Follow me so far? Good.

The best protection against any of these dangerous real estate analogies is a good, strong horse whip, and some sort of tough, thick leather gloves - the type that a falconer wears would work just fine.

Anyway, in the real world, the whip and the gloves are an analogy for a good, smart lawyer - or team of lawyers. Lucky for me, I happen to be renting an apartment with that pair of gloves and a whip. That’s right. Jaimi’s a lawyer. And a smart one at that.

When she wrote “Occupation: Attorney” on the rental application, it’s the same as writing “Don’t fuck with us. We will destroy you.” Although, admittedly, if you were to actually write that, your application would have a good chance of being rejected.

As expected, our application was approved in two flicks of a lamb’s tail - to borrow a commonly used farming expression.

Then it was time to review and sign the lease. Jaimi read it over, modified the lease to her liking, and sent the marked up version back to the management company.

The changes, apparently, were none too subtle:

1) Instead of us paying the rent to the management company, they will pay the rent to us.

2) Upon signing, we will not only own the apartment, but also own the people who currently live in the building - in perpetuity. Let me be clear, these are NOT indentured servants.

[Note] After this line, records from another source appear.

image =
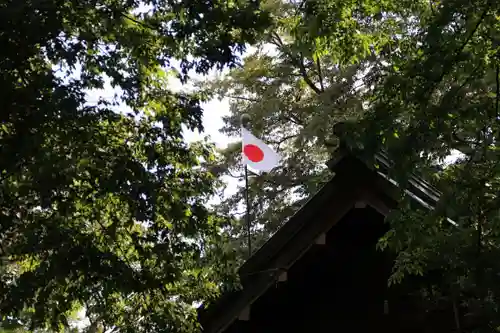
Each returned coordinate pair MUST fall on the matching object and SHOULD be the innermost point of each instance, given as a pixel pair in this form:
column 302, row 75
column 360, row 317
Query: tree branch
column 298, row 61
column 320, row 76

3) Fresh rose petals will cover all hallway floors leading from the elevators and stairwells to our apartment door.

4) The neighbor upstairs will pay for our internet, the neighbor downstairs will pay for our heat and hot water, and the neighbor in the adjacent apartment will pay for our newspaper.

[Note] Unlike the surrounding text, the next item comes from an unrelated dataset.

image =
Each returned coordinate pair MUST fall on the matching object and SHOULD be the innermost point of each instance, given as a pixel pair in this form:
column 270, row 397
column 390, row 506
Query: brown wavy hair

5) No dogs allowed? Wrong. Dogs AND monkeys allowed and encouraged.

6) Our apartment will NOT be subject to state or federal laws and regulations pertaining to copyright and patent infringement. We WILL be able to produce high quality bootlegs of current first-run movies and sell them from an old card table set up in front of the building.


The list of changes went on from there to include a clause about installation of a Skee-ball lane in the basement, and a handball court on the roof.

Suffice it to say, the revisions were all rejected.

The original lease was happily signed by all parties involved. And as you may have guessed already - but for the benefit of those not familiar with smart ass-ery or sarcasm - the above changes merely existed in my imagination, and were never really proposed.

I’m not the lawyer, after all.

The point of all this, of course, is to let you know that we got an apartment. And it’s exactly the one we wanted, and I can’t wait to move in and decorate the place like a medieval castle.

The process went pretty smoothly - because they were scared of Jaimi’s mad lawyering skillz. We’re both excited for the big move at the end of March.

Updates to follow.

2 comments:

Anonymous said...

God? Where's your new apartment? I can only assume that a deep fat fryer comes standard. And a fermenter. What about a dock? Seriously, what it do?

BTW - I'm dating Kenny George...he's very tall.

The Mill said...

Son, the apt. is in DUMBO, basically within spitting distance of the BQE. It features exposed brick, stainless steel fridge and no bathroom.